Evaluating TechnologyWho’s Really Inventing the Future of Public Transportation?
Written by Timothy Lane
This article was originally published on May 10, 2018
Public transportation is no different. And lately there have been splashy headlines prophesying the coming of supersonic trains, self-driving cars, and of course, the Hyperloop. Investor/celebrities like Elon Musk and Richard Branson promise advancements like an underground web of tunnels for getting around L.A. and supersonic jets to shrink the world even further. With visionaries and private companies invested in mass transit on an unprecedented scale, perhaps now is the time when we step into the future. Perhaps now is when the seemingly impossible becomes every day.
However, should the public be wary of charging headlong into funding dramatic moonshots in transportation? After all, many of the most futuristic and ambitious concepts — three-hour supersonic flights across the Pacific, 30-minute Hyperloop commuting between L.A. and San Francisco, and South Korean trains that approach the sound barrier — are announced with sexy mock-ups that are intended to capture and rouse the public imagination, in order to win its much needed support.
“When you’re spending billions of dollars, sexy is a really bad objective,” says Jarrett Walker, Ph.D., who is president of transit consultancy Jarrett Walker & Associates. “Sexy, by definition, is ephemeral, and yet what’s needed is permanence. Sexy is over fast and that’s not what we’re after when we spend billions of dollars.”
Public transit, a necessity in any metropolis where high densities of people live and work in a small amount of space, operates on simple principles: systems need to be designed and built to move people without taking up too much additional space. Which is why cars, most typically carrying one person, are less desirable than buses, which can carry many. Problems arise, however, when this basic equation is addled with too many unnecessary variables. When it’s also charged, for example, with being sexy.

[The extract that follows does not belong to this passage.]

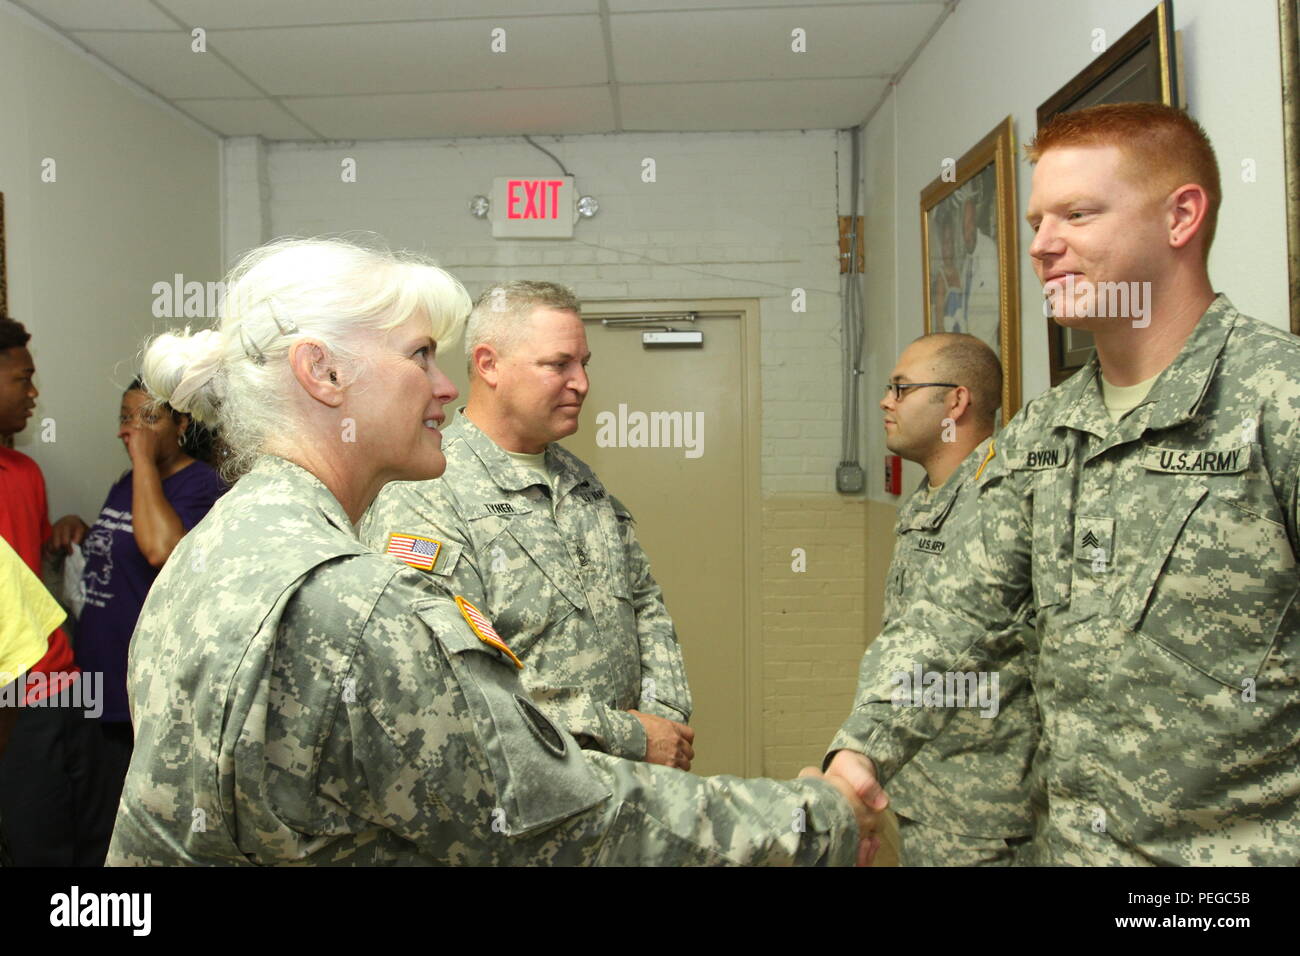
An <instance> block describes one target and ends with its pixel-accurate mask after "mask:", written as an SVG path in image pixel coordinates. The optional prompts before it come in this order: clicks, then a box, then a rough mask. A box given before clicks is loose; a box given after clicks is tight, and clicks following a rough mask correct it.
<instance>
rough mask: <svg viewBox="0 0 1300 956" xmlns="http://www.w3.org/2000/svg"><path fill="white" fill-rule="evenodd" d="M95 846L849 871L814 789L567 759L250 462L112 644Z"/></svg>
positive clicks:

P3s could pave the way (or lay the track, so to speak)
Of course Walker is referring above to the spending of public dollars, raised through taxes and municipal bonds. But what if much of the up-front funding for designing, building, operating and maintaining is coming from private sources? Much has been written about public-private partnerships (P3s), in which public transit agencies establish financial partnerships with private entities, such as investors and commercial developers, in deals in which both short-term risks and long-term rewards are shared among the partners.
The P3 concept seems like a no-brainer for financing big mass transit infrastructure projects like commuter rail. The practice is fairly common in Europe, yet there’s been only one P3 that included design-build, financing and long-term operation in the U.S. to date. With the Eagle P3 Project in Denver, a consortium of private companies called Denver Transit Partners (DTP) serves as the design-build, financing and operations concessionaire for a major expansion of the Denver’s Regional Transportation District (RTD) light rail network. The innovative P3 arrangement allowed the RTD to spread out what would have been large upfront costs over a longer period of time, and resulted in the winning bid coming in some $300 million below original internal budget estimates.
The $2.1 billion Eagle P3 Project was completed and went into operation in 2016. And while there have been several service hiccups since service commenced, passenger fares enable RTD to pay back DTP $3 million per month. So RTD passengers are literally paying for construction while they’re using the finished product.
Swing for the Fences, or Try to Get on Base?
While expansion of a regional light rail network may seem rather mundane, it’s the moonshot initiatives — like Hyperloop — that can play a larger role than simply moving people from place to place. Some would argue that by thinking, acting, and spending bigger, it energizes the public around the possibilities of public transportation, and helps pave the way for a better future.
Walker doesn’t buy it.
“Lots of money gets spent on big fantasies,” he says. “Either the project collapses or sometimes, even worse, the project gets built and then turns out to not be as useful as people thought. And those sorts of failures do not lead to greater support for transit.”
Also, a danger in following the dreams of the Musks and Bransons of the world is confusing what’s best for their private businesses with what serves the greater good. Walker calls this ‘elite projection,’ and defines it as ‘the belief, among relatively fortunate and influential people, that what those people find convenient or attractive is good for the society as a whole’. Last year he caused a Twitter stir by directly challenging Musk for this kind of thinking. Musk responded by calling him an idiot.
However, the core of Walker’s point is sound. The elite, by definition, are the few. Public transit, by contrast, is for the many. It’s crucial for a robust public transit system that the former prioritizes the latter.
To start, what Walker proposes is making better use of what’s already built unless absolutely necessary. This means using existing infrastructure in more efficient ways. By doing things like expanding light rail systems, increasing bike lanes, and improving the information technology around travel, public transit can reach and serve more of the public without burdening them with enormous cost.
“It cannot just be all about grand, expensive gestures,” Walker says. “It’s also about being sensible and working with what works.”